The Organisation for Economic Co-operation and Development’s report shows the whole of Europe is struggling with the burden of mental ill-health, which affects an estimated 84 million people – one in six. The cost to the UK economy is in line with the average for Europe at 4% of GDP. Nearly half the UK costs (£42bn) are indirect costs related to lower employment and productivity.
“It is a challenge in virtually all countries,” said Gaetan Lafortune, one of the report’s authors. “We are not signalling that any country would be the model to follow. The general message is the need for a greater priority on the promotion of mental health and improving services.”
The report looks at ways to help people of all ages with mental health problems. Schools “are an ideal setting for interventions”, says the report, citing a survey that showed 11% of children aged 11, 13 and 15 had been bullied at least once by some form of internet message or posting.

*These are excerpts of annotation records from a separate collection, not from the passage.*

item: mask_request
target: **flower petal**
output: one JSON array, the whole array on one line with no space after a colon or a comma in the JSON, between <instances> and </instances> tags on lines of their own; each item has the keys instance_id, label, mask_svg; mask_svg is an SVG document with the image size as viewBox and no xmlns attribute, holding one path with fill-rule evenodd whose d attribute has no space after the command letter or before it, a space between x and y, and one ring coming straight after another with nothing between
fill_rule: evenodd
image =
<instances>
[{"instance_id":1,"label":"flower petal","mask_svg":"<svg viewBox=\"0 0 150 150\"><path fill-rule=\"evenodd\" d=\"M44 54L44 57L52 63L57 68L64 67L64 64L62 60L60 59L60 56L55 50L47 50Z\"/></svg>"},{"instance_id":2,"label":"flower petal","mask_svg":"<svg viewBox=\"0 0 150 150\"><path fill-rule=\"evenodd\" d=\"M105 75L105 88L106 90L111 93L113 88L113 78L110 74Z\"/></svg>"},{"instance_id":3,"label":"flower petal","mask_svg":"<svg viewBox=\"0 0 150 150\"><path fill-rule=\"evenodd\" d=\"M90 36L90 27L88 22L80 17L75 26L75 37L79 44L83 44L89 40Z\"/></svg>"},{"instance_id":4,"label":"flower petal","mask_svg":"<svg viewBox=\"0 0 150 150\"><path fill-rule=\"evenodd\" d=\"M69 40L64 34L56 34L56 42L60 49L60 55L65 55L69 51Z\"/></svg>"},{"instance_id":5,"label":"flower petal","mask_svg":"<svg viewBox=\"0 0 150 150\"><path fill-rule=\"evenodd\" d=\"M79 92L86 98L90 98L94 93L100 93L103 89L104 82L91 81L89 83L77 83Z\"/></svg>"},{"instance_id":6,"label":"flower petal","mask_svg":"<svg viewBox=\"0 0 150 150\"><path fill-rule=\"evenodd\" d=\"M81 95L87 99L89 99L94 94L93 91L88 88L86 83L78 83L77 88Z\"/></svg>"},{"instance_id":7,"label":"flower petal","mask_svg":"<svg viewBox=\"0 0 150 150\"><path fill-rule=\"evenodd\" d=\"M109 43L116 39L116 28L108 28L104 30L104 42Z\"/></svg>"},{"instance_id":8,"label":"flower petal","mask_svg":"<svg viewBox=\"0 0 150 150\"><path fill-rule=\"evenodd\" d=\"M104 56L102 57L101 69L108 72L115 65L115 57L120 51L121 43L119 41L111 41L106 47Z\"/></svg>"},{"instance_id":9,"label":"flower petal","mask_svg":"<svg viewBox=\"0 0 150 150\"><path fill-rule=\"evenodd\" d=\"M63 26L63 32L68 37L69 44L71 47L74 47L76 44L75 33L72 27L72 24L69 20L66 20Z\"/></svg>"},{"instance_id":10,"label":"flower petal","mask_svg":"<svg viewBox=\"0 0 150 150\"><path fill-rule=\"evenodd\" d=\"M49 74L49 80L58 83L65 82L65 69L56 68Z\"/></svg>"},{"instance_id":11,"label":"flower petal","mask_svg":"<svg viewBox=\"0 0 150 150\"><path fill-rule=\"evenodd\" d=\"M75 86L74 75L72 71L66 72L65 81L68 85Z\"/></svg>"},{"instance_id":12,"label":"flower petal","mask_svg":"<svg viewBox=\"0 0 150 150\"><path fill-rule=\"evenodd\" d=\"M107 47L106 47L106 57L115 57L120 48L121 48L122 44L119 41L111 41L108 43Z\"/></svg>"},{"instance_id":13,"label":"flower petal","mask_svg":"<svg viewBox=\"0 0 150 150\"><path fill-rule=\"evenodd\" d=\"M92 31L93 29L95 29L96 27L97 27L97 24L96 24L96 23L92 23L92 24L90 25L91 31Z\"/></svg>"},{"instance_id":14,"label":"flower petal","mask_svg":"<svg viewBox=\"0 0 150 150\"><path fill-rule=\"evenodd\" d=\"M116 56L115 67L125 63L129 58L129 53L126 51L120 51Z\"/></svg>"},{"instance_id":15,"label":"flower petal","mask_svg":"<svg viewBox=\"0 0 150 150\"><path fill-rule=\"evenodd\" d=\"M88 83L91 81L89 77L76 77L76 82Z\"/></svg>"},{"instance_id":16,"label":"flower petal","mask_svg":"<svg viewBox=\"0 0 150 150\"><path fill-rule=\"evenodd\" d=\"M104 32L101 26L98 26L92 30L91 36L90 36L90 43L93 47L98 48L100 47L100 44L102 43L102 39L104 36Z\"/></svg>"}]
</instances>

The mental health of unemployed and older people was also of great concern. The report highlighted efforts in England to combat loneliness with lunch clubs and befriending services.
Health at a Glance is a major annual review by the OECD of the extent of ill-health, prevention and care across the European Union. It shows a slowdown across Europe in rising life expectancy as the drop in cardiovascular deaths – including heart attacks and strokes – slows down, possibly linked to lifestyle issues including obesity and alcohol.
More than 1.2 million people die prematurely in Europe every year. Of those deaths 790,000 are linked to tobacco smoking, alcohol consumption, unhealthy diets and lack of physical activity.
This year the report says that improving people’s mental health should be a Europe-wide priority. In 2015, it says the deaths of 84,000 people were attributed to mental illness or suicide. Anxiety disorder affects 25 million, more than 5% of the population. Depressive disorders affect 21 million or 4.5%, while 11 million have alcohol and drug disorders and 5 million have severe illnesses such as bipolar disorders.
Finland, the Netherlands, France and Ireland have the highest rates of mental health disorders with more than 18% of people affected, while in the UK it is 17.7%. The rates may be higher in some countries partly because there is more willingness to seek medical help and less stigma.
The report looks at waste in health services, which are all struggling with costs. It estimates that up to one-fifth of health spending could be eliminated by measures including ending unnecessary investigations and using generic medicines. It cites the incentive payments to NHS hospitals to carry out procedures as day surgery rather than keeping people in overnight. The UK does less well in moving patients out of hospital to avoid “bed blocking”.
Staffing is an issue. Data collected by the OECD but not included in the report shows that the number of registered nurses working in the UK who trained in Europe dropped from 8,000 in 2016 to just 800 in 2017.
“This huge drop in the number of nurses coming to work in Britain from EU countries is extremely worrying, especially when the NHS has at least 42,000 vacant nursing posts,” said Donna Kinnair, the Royal College of Nursing acting chief executive and general secretary.
“The government left it far too late to send out the message that healthcare professionals working here are desperately needed, and that they will be given priority in the Brexit negotiations. It is therefore no surprise that large numbers of nursing staff from EU countries have been put off coming to work here.”
Jo Bibby, director of health at the Health Foundation, said the report highlighted the importance of good health to the UK’s prosperity.
“With life expectancy stalling and health inequalities widening, it is time that our nation’s health is treated as an asset to be maintained and improved over the lifetime,” she said.
“While older people are more likely to experience mental health problems, such problems are also a growing issue among younger people. It is important that strategies to improve health, including mental health, take a life course approach starting from the early years, the transition into adulthood and right through to older ages. There are also stark inequalities with the poorest fifth in the UK almost three times as likely to report a mental health problem as the richest fifth and the underlying causes of health including poverty must be addressed to tackle this.”